Evolution by Any Other Name

A little more than a week ago, word went around our circles here at The Thumb regarding a paper published on Public Library of Science on the use of the word evolution in medical journal articles. In essence, the authors compare the use of the word evolution in articles written by and published in journals generally read by evolutionary biologists versus physicians. Unsurprisingly, the evolutionary biologists mentioned evolution more by name, even if both groups appealed to the same concepts. Why physicians don’t use the word evolution to describe implications or the concept of evolution is the issue.

Other authors (PZ Myers, Orac, and Sequiteur, among others) have dealt with the topic, but it hasn’t appeared here on PT yet, so I thought I’d just ditto Orac’s opinion with a few thoughts of my own. Find them below, after the jump.

When I was a surgery resident up at the University of Minnesota, I was privileged to work under an attending who had deadpan, cutting sarcasm. (Think Scrubs’ Doctor Cox but with a flat affect.) When I was presenting a patient in flourid fluid overload, I described her as having lungs that were filling with fluid. His response to this was that, “This was the sort of explanation I would expect to hear if you were a guest on Oprah,” his point being that the patient was suffering from pulmonary edema and that I should name it using the language that big, grown-up doctors use.

Now I knew perfectly well what pulmonary edema was and I could have answered as much or comprehended had this been some sort of passive activity like a multiple choice test or lecture or something. But until I was presenting the patient in front of that wonderfully cynical attending, I didn’t really think of the pathophysiology of “lungs filling with fluid” as “pulmonary edema.” (Sound silly in retrospect, but there it is.)

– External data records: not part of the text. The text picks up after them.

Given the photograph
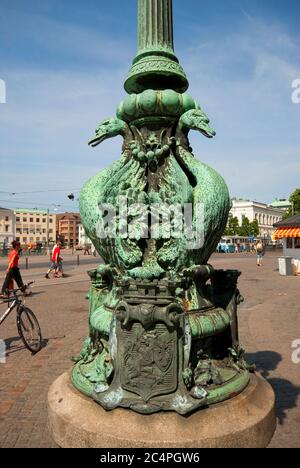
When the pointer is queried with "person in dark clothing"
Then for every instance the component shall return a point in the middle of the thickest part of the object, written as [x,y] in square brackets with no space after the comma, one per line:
[12,271]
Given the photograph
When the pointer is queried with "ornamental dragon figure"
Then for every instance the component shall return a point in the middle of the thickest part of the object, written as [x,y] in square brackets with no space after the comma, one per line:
[163,322]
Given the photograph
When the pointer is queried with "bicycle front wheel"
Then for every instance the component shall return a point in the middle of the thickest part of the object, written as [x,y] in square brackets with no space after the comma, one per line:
[29,330]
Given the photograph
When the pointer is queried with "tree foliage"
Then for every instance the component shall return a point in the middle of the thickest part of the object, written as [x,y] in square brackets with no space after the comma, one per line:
[295,201]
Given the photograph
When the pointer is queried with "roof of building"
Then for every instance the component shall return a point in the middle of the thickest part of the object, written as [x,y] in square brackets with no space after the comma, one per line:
[30,211]
[294,221]
[281,203]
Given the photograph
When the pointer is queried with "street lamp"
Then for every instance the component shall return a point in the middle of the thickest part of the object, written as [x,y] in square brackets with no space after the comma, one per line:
[48,221]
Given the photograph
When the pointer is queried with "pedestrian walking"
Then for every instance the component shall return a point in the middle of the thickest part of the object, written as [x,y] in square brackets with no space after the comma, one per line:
[56,262]
[259,252]
[13,272]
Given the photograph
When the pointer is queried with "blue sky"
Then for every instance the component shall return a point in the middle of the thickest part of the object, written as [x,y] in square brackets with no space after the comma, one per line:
[64,63]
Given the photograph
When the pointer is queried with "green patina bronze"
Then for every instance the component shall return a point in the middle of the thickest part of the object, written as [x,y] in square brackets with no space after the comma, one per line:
[163,322]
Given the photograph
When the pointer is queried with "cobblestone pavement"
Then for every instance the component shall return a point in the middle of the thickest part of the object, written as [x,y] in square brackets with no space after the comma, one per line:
[269,323]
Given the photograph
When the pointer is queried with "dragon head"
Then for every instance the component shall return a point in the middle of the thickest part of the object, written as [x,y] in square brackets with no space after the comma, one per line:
[109,128]
[196,119]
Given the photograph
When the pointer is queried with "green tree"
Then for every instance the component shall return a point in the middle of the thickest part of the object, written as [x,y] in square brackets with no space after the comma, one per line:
[233,227]
[245,229]
[295,201]
[254,228]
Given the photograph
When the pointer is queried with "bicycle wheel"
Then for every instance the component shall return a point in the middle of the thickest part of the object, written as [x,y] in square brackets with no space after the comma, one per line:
[29,330]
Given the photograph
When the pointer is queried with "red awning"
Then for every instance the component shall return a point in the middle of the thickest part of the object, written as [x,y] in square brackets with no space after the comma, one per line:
[284,233]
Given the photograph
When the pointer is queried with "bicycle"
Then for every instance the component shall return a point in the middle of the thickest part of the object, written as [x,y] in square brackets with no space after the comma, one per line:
[27,323]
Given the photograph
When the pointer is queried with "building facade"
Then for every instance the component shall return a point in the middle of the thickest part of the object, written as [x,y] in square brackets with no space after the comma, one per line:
[266,215]
[35,226]
[67,228]
[7,226]
[281,203]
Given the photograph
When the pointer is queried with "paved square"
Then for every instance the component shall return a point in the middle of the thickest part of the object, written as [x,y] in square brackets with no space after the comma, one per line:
[269,323]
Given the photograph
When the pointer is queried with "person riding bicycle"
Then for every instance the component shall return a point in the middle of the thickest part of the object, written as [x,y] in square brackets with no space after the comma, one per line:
[13,272]
[56,261]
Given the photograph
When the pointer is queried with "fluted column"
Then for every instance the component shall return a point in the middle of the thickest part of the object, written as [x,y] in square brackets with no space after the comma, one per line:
[156,65]
[155,25]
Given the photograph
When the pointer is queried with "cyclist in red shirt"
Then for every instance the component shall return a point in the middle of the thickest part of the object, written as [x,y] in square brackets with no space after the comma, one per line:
[13,272]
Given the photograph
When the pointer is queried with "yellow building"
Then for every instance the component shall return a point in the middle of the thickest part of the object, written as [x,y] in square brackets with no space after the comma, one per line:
[34,226]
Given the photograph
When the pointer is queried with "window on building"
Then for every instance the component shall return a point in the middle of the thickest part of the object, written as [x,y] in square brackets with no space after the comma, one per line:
[297,243]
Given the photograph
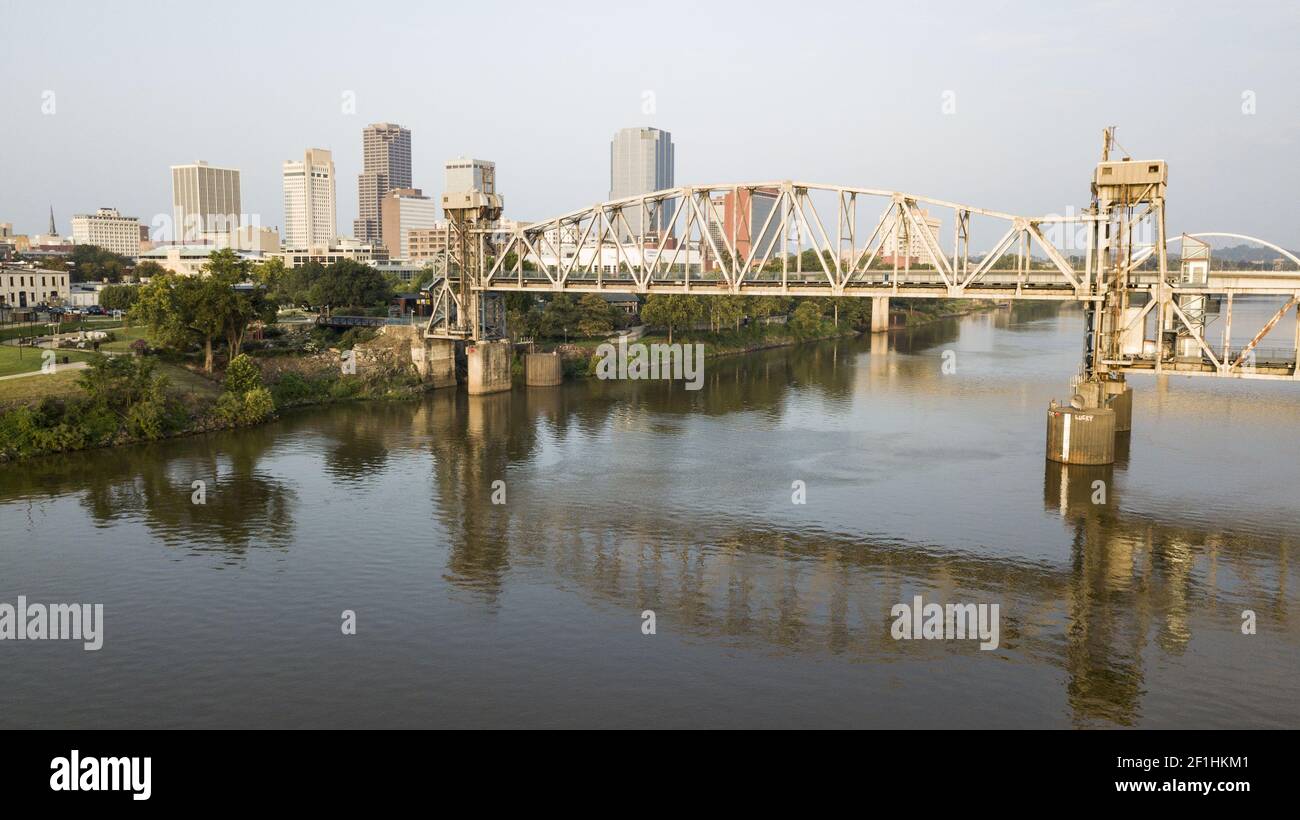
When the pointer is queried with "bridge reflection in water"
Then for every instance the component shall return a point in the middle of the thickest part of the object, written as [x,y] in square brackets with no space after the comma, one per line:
[623,497]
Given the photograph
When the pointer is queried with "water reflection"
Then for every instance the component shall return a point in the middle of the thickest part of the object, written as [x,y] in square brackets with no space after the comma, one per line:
[646,495]
[243,506]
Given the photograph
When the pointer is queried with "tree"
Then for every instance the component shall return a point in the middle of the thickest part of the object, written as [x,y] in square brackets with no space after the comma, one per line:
[671,311]
[237,307]
[129,389]
[560,316]
[806,321]
[92,263]
[726,311]
[148,269]
[349,283]
[242,374]
[596,315]
[118,296]
[183,311]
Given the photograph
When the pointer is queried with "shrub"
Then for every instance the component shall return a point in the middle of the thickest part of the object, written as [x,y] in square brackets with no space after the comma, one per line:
[242,410]
[242,376]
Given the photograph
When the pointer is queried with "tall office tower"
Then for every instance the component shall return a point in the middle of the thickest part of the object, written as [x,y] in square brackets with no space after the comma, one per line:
[641,160]
[403,211]
[386,155]
[741,217]
[204,202]
[310,200]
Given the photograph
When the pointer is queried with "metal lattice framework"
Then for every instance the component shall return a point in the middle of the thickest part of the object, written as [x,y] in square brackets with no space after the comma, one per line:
[754,238]
[805,239]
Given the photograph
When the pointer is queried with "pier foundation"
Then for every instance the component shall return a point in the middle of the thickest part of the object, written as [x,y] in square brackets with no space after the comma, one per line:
[434,360]
[1119,398]
[488,367]
[542,369]
[879,313]
[1083,432]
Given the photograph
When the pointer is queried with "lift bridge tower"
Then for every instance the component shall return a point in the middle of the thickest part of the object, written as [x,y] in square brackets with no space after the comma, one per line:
[467,324]
[460,309]
[1126,234]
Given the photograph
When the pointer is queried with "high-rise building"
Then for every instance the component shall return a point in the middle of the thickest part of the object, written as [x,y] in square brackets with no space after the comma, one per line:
[386,165]
[905,242]
[109,230]
[310,200]
[403,211]
[741,217]
[204,200]
[641,160]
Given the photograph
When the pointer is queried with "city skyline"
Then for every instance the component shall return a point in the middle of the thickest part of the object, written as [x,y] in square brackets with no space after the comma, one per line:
[1021,76]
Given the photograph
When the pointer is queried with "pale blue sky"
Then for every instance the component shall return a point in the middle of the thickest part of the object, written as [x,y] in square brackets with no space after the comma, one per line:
[832,92]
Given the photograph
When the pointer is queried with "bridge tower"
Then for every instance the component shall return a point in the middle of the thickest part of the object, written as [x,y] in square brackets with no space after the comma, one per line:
[464,313]
[1126,233]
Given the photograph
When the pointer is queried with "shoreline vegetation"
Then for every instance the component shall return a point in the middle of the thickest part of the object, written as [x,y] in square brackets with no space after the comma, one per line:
[125,399]
[159,377]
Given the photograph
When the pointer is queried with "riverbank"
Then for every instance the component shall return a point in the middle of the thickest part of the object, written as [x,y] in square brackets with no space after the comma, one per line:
[52,413]
[148,399]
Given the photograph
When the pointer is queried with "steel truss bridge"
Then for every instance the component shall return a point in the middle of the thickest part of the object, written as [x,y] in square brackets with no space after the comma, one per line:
[754,239]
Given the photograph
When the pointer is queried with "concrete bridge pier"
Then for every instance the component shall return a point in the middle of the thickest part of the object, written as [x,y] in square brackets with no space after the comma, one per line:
[542,369]
[434,359]
[1083,432]
[1119,398]
[488,367]
[879,313]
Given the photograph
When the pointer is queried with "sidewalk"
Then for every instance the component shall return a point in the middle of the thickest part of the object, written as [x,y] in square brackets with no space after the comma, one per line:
[59,368]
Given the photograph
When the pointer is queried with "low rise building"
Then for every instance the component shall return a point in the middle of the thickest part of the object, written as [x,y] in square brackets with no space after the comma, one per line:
[341,250]
[187,260]
[109,230]
[27,287]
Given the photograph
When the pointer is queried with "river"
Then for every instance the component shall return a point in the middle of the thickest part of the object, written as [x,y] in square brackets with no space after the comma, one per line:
[632,497]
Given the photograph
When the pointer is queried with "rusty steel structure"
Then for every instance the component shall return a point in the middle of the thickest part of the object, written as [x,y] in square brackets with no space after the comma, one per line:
[806,239]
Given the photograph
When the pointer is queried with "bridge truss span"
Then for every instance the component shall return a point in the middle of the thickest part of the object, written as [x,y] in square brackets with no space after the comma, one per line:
[793,238]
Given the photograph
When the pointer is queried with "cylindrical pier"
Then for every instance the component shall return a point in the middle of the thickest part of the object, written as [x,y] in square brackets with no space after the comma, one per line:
[879,313]
[1083,435]
[542,369]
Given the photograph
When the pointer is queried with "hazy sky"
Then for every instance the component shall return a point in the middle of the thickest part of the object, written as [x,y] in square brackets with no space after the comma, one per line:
[839,92]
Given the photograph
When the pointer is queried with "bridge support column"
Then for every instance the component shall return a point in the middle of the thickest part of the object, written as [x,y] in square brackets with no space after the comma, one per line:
[434,360]
[488,367]
[879,313]
[542,369]
[1083,432]
[1119,398]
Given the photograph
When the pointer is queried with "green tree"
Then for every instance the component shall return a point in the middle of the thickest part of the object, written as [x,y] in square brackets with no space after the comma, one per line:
[671,311]
[349,283]
[806,322]
[596,315]
[237,307]
[560,316]
[726,312]
[242,374]
[129,389]
[118,296]
[91,263]
[148,269]
[180,312]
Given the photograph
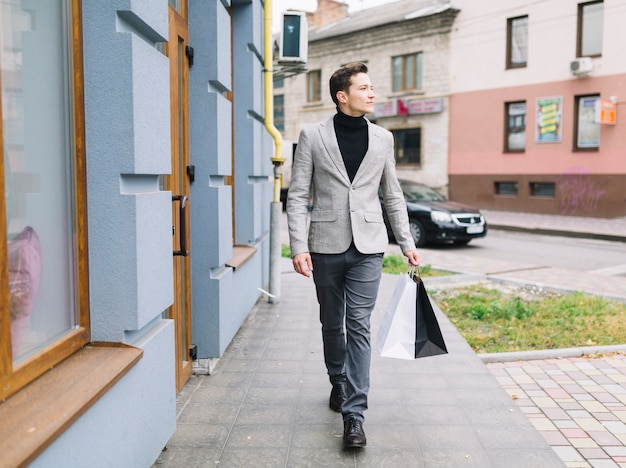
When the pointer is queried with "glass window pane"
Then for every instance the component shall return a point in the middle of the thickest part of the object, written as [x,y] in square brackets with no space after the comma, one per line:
[418,70]
[408,146]
[588,130]
[38,170]
[516,126]
[592,29]
[409,72]
[519,41]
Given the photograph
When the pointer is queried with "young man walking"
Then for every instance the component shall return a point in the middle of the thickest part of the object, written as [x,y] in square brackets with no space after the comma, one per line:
[344,162]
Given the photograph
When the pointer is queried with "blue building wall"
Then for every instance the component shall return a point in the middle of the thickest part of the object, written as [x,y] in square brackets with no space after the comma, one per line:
[223,295]
[127,118]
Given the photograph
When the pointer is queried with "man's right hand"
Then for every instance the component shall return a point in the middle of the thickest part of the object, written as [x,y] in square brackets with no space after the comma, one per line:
[302,264]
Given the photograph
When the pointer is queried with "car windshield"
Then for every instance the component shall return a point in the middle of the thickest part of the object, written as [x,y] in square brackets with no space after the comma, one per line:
[418,192]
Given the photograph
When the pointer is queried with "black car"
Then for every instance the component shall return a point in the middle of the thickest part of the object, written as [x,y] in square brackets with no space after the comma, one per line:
[434,219]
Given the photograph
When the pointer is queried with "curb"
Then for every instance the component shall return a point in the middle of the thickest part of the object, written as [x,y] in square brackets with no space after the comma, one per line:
[489,358]
[559,232]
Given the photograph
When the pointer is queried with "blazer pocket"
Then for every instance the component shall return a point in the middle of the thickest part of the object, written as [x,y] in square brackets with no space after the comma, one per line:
[323,216]
[373,217]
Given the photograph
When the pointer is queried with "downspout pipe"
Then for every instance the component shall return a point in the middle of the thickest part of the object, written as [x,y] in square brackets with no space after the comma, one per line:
[277,159]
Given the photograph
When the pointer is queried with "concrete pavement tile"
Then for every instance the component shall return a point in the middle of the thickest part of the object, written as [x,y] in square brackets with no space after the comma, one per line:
[388,457]
[259,436]
[545,402]
[599,463]
[254,413]
[215,413]
[518,458]
[589,424]
[320,457]
[554,438]
[570,404]
[318,436]
[199,457]
[574,433]
[604,438]
[616,427]
[583,442]
[548,384]
[593,453]
[615,389]
[543,424]
[556,414]
[557,393]
[199,435]
[274,456]
[437,415]
[472,457]
[262,395]
[566,424]
[615,451]
[594,406]
[568,454]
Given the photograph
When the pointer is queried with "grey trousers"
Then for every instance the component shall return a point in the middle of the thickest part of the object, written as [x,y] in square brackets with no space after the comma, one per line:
[347,287]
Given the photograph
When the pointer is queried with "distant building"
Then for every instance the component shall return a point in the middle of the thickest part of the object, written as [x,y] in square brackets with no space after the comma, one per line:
[405,45]
[537,89]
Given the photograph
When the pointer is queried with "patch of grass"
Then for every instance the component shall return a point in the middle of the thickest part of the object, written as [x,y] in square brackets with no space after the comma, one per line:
[495,320]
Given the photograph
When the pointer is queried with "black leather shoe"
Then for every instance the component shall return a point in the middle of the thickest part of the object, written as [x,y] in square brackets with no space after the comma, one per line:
[337,397]
[353,435]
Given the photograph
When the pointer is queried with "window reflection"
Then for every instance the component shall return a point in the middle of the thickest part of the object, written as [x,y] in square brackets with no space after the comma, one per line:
[37,152]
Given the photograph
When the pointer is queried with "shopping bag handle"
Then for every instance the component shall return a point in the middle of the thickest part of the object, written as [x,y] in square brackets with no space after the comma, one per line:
[414,273]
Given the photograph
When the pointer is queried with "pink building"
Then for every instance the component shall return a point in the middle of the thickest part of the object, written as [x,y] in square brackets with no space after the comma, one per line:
[537,93]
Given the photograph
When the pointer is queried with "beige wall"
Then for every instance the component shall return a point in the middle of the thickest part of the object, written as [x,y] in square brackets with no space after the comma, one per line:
[376,47]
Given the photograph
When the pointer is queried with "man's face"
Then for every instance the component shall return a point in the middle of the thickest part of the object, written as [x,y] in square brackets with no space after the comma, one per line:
[359,99]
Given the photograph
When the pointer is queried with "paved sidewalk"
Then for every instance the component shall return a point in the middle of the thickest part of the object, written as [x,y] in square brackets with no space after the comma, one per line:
[267,402]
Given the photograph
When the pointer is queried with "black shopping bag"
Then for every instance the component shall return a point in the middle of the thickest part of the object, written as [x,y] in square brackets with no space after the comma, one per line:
[409,328]
[428,338]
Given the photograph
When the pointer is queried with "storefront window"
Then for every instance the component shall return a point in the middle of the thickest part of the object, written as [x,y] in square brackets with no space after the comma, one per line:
[39,154]
[515,126]
[408,145]
[588,130]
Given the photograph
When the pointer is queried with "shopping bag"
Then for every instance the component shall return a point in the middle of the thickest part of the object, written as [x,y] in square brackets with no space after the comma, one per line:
[409,329]
[428,338]
[396,336]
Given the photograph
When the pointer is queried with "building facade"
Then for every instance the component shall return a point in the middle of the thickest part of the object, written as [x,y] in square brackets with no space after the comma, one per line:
[537,89]
[405,45]
[137,186]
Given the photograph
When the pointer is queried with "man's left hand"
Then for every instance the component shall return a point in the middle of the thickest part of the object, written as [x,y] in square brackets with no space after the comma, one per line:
[412,255]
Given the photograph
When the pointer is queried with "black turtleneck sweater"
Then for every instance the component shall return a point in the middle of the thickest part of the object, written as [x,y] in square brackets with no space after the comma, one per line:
[353,140]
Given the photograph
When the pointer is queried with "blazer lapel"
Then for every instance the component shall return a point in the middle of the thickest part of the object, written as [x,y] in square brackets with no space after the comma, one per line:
[371,154]
[329,140]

I’ve noticed the same sort of thing when I’m trying to speak a foreign language. I can read Spanish decently well, but until I try to speak it, I just don’t formulate language the way a native speaker does - until I’m put in the posiiton of doing so. I knew the words, but until I had to say them, I just didn’t make the connection. So it was with me and “pulmonary edema,” - I just didn’t make the connection until that great Scrubs-like moment when I was the humbled object of that attending’s joke.

I think this is more or less the issue at stake here. Despite the poor example set by a few, Okay, maybe a minority of them would be able to define genetic drift, but they generally put their support foursquare behind science rather than pseudoscience. So when I read studies like the one in PLoS, I don’t see this as the pervasive effects of creationism. Like Orac, I see this as a minor finding, one that could be remedied completely by encouraging learners to do the same thing I did with regard to pulmonary edema: call evolution by its name.